Not logged in - Login
< back

FTP Retrieval System

Overview

This page documents the configuration and process for allowing warehouse data requesters to retrieve their data over ftp.

The goals of this system are as follows:

  • Allow users to retrieve their requested data over the internet.
  • Limit users to retrieving only the data they have requested
  • Disallow shell access for users - File retrieval only
  • Require that users provide a username and password when retrieving their data.
  • Require users to retrieve their data within a specified time frame.
  • Avoid duplicating data on the server.
  • Prevent users from changing data housed on the server.
  • Maintain the directory structure of requested data.
  • Automate the system configuration as much as possible.

The basic procedure is as follows:

  1. Configure the ftp server to restrict users to their home directory
  2. Create a user account and home directory for the data requester. The account is created with an expiration date and prohibition of ssh access.
  3. Create a directory tree to match that of the requested data within the users home directory.
  4. Use mount --bind to effectively symlink the tree in the users home directory to the requested data in the main data store.
  5. Generate a wget script containing the users credentials to download the requested data from the mounts in their home directory.

Preliminary Configuration

This section describes the steps necessary to configure the ftp server to accomplish the goals above. These steps have already been applied to viking.
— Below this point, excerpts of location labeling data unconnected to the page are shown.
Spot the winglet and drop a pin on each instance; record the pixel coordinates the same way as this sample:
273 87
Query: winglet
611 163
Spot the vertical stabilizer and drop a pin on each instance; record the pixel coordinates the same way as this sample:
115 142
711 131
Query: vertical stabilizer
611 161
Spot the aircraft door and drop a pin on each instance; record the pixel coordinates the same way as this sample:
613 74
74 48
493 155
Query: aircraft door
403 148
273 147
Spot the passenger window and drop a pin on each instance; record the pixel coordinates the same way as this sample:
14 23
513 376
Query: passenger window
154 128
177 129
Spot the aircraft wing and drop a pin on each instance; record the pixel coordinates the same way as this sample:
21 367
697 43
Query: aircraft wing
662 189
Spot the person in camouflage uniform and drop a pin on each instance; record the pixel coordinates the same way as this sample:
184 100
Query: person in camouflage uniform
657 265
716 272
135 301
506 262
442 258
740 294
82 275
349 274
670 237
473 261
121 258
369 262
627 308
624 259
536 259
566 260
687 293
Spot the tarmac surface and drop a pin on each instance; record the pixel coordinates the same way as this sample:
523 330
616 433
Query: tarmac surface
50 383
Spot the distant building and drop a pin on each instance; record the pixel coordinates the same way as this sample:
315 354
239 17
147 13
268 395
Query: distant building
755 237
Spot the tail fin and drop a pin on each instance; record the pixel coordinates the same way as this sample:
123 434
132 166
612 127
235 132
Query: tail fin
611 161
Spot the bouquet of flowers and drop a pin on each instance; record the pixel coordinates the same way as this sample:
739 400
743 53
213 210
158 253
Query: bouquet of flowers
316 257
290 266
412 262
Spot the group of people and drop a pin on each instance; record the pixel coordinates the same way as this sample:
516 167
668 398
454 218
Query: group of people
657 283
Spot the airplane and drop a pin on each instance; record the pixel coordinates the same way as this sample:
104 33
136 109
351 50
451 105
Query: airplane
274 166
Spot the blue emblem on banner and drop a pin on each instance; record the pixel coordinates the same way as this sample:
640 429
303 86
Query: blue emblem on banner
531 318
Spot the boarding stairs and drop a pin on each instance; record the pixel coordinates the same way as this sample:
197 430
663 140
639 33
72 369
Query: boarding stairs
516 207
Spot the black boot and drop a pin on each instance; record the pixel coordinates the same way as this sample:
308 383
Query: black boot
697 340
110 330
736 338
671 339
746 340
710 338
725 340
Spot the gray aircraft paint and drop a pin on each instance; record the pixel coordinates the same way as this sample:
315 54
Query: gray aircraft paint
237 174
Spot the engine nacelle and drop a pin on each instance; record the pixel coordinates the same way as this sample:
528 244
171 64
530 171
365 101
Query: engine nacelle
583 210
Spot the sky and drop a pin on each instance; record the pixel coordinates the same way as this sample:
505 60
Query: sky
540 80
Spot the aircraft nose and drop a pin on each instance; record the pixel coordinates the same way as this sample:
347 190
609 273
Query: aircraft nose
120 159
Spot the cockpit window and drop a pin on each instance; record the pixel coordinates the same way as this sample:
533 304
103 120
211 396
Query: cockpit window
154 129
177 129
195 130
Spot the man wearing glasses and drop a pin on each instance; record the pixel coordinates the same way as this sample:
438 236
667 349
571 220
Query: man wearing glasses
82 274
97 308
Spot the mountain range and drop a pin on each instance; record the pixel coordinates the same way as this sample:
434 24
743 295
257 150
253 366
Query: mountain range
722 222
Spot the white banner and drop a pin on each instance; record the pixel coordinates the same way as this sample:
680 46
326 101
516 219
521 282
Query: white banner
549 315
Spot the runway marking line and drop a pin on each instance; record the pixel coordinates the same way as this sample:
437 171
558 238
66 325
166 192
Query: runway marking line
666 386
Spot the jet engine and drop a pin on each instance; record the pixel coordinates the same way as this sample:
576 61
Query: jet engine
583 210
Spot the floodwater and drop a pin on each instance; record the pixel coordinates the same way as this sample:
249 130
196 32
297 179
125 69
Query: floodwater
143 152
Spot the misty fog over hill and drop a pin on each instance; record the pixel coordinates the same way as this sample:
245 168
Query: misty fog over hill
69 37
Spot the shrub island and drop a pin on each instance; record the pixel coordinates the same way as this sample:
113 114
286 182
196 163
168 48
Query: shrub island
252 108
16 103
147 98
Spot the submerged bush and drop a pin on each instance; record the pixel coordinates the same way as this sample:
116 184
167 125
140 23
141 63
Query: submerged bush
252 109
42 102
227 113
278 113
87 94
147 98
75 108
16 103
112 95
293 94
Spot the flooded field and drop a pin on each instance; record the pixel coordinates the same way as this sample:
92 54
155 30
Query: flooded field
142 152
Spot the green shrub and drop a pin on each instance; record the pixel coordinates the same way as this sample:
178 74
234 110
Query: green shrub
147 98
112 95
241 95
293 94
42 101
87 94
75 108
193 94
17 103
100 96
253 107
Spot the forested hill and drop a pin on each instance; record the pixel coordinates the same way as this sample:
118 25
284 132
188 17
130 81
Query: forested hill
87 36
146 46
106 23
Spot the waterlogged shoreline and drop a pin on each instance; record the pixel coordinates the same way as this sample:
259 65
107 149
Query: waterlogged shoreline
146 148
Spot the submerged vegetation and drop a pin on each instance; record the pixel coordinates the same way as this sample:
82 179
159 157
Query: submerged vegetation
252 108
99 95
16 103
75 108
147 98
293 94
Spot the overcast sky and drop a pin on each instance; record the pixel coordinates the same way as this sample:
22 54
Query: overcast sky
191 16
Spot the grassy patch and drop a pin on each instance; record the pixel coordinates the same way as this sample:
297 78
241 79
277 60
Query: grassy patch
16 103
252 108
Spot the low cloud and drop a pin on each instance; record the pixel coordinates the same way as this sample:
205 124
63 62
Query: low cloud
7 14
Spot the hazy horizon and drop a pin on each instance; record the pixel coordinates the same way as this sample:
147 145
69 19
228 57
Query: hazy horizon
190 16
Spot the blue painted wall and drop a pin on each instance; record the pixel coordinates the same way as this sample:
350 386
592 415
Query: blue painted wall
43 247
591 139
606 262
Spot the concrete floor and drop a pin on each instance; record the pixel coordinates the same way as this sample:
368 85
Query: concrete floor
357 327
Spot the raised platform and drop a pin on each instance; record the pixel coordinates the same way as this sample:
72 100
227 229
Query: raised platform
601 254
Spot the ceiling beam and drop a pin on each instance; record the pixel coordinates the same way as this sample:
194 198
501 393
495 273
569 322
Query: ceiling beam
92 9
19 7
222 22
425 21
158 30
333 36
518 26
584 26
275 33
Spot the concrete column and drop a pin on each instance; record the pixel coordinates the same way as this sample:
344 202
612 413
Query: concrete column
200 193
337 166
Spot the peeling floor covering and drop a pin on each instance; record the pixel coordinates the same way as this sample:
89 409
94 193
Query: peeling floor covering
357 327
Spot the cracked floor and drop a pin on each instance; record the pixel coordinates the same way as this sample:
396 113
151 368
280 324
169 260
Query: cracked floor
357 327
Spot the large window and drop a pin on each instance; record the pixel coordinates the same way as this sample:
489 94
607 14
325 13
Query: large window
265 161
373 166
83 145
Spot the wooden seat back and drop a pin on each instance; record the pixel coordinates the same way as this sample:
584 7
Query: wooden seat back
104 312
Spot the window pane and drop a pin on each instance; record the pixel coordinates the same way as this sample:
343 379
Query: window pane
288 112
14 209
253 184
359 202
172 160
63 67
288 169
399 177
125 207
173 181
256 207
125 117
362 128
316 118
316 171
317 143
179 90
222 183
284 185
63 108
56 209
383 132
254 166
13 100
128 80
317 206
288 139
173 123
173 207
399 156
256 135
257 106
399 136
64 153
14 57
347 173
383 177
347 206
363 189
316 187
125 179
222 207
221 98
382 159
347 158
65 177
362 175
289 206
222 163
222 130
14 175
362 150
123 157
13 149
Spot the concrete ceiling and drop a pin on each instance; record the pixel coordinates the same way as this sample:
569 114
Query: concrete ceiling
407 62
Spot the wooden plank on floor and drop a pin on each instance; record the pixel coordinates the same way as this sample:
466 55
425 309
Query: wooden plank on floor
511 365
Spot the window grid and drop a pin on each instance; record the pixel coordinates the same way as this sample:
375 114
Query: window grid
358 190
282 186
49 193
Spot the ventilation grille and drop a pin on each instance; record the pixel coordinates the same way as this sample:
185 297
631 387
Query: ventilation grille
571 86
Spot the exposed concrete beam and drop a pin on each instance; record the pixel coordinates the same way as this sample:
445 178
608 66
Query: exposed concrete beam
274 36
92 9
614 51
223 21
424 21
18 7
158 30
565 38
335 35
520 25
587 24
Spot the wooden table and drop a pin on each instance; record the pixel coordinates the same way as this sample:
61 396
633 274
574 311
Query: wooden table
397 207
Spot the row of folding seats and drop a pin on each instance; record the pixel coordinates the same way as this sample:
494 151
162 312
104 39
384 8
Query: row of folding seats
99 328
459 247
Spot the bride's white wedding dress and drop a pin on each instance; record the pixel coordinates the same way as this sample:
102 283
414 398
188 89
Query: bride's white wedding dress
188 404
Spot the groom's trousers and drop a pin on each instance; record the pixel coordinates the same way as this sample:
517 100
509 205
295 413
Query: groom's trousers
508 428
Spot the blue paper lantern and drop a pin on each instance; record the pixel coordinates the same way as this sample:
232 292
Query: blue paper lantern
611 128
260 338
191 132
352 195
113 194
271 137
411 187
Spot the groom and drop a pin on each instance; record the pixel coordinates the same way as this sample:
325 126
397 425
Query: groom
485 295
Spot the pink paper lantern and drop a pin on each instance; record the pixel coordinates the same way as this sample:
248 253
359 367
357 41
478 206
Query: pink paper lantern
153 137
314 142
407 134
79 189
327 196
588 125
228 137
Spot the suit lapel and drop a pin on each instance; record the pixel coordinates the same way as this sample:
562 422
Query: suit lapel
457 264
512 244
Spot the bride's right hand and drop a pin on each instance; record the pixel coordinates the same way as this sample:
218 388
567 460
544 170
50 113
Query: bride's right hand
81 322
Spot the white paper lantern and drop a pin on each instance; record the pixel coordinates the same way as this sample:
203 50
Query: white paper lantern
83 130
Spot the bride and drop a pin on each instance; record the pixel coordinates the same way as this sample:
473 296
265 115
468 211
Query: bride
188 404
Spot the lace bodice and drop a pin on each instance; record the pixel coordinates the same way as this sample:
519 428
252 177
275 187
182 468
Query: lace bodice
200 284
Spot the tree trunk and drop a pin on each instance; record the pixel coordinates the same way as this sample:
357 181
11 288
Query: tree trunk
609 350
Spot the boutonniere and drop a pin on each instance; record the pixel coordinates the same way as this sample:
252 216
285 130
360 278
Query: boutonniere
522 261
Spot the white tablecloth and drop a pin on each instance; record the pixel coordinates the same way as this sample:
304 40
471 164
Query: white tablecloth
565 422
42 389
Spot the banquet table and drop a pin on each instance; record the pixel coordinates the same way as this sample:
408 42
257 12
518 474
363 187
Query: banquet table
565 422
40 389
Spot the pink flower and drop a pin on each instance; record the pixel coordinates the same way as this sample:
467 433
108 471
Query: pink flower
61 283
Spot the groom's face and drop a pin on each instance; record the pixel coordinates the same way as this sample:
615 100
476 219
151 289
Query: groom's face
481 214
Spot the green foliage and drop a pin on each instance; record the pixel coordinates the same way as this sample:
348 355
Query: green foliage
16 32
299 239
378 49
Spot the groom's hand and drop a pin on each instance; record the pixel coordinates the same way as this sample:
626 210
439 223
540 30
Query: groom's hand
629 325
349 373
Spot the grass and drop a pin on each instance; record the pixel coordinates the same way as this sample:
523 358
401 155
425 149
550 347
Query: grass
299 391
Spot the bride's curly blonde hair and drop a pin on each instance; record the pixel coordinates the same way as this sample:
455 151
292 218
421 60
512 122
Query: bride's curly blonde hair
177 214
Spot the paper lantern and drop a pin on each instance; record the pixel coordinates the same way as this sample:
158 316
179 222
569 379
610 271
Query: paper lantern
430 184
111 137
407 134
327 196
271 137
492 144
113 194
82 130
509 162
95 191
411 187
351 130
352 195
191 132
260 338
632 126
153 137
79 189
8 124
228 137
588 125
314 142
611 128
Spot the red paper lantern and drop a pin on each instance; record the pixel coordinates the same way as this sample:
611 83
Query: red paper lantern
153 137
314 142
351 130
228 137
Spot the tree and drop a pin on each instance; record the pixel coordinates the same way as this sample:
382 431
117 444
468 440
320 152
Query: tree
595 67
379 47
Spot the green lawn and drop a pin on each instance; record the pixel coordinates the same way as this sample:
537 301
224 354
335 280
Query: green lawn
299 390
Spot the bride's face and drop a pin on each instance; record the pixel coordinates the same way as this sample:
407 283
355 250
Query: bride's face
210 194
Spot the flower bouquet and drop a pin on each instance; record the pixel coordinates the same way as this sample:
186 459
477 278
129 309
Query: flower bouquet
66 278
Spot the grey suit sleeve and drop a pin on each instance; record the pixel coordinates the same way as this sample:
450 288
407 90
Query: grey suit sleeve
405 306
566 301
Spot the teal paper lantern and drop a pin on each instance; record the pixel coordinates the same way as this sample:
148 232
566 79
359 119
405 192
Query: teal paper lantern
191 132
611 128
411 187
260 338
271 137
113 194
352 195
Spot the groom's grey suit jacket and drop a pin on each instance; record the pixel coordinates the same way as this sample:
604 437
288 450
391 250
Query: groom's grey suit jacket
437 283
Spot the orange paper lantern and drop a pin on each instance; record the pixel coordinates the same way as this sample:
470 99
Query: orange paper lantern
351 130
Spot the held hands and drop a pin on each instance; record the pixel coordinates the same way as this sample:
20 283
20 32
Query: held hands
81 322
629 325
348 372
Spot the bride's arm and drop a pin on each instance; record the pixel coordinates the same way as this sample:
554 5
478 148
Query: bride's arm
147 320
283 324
Configure main data store for read-only access

chmod -r o+r /main_data_store/

This step is necessary to allow users to read the requested data over ftp while preventing them from adding, removing, or modifying data within the main data store (eg /data1/ and /data2). User accounts created for ftp retrieval will need to have read-only access to any data they might request. Skipping this step is a good way to allow unreleased data to be requested but not to exit the warehouse until read access is enabled

vsfptd configured for chroot to home

The ftp server daemon (vsftpd) needs to be configured to force users in to their home directory. TODO document the state of /etc/vsftpd/vsftpd.conf

ftponly shell

User accounts created for ftp retrieval will need to have a valid shell specified to complete authentication with the ftp server. In order to permit ftp authentication while preventing real ssh access an ftponly shell needs to be created. This is simply a shell script which echos a friendly warning message and exits. /etc/ftponlyshell
A shell script on viking that echos a warning and exits immediately. * Added to /etc/shells
In order to make the ftp-only shell valid its name has been added to the file /etc/shells

Automated configuration

Setup

Per User

Create user account on viking (if not existing)

useradd -m -e 2012-02-25 -s /etc/ftponlyshell username

  • -m make a home directory
  • -e YYYY-MM-DD specify expiration
  • -s /etc/ftponlyshell set users shell to the warning shell

Update existing user account

usermod -e 2012-02-25 -s /etc/ftponlyshell username

  • extend expiration?
  • ensure shell is /etc/ftponlyshell

Per Request

#Build matching directory structure for requested data in user home
mkdir -p /home/username/path_to_data/

#Expose main data store directory to user
mount --bind /main_data_store/path_to_data/ /home/username/path_to_data/
User permissions on /main_data_store/path_to_data/ must be set accordingly
  • Generate wget retrieval script with user credentials and correct path

OUT_DIR=.
DWUN=username
DWPW=password
wget -r -c -nH -P $OUT_DIR ftp://$DWUN:$DWPW@viking.cira.colostate.edu/path_to_data/

Tear Down

Per User (?)

  • Delete user account and home directory

Per Request

  • Un-mount relevant directories in /home/user/

Fix-up

Some changes have overridden the above setup. Configuration of /etc/ssh/sshd_config

##The following section enables sftp-only access for users in the sftponly group
Subsystem sftp internal-sftp
Match Group sftponly
        ChrootDirectory /home/%u
        AllowTCPForwarding no
        X11Forwarding no
        ForceCommand internal-sftp

It is necessary to give root ownership of /home/username and chmod 755 /home/username then create directories and mount. Script performs user set /var/DWUtils/FTPAccount/usermaker.sh Script for user deletion /var/DWUtils/FTPAccount/userdel.sh Created user account ftpacctmaker added to sudoers with nopassword access for above scripts only. web codebehind executes above script under ftpacctmaker account to create account and set up mounts.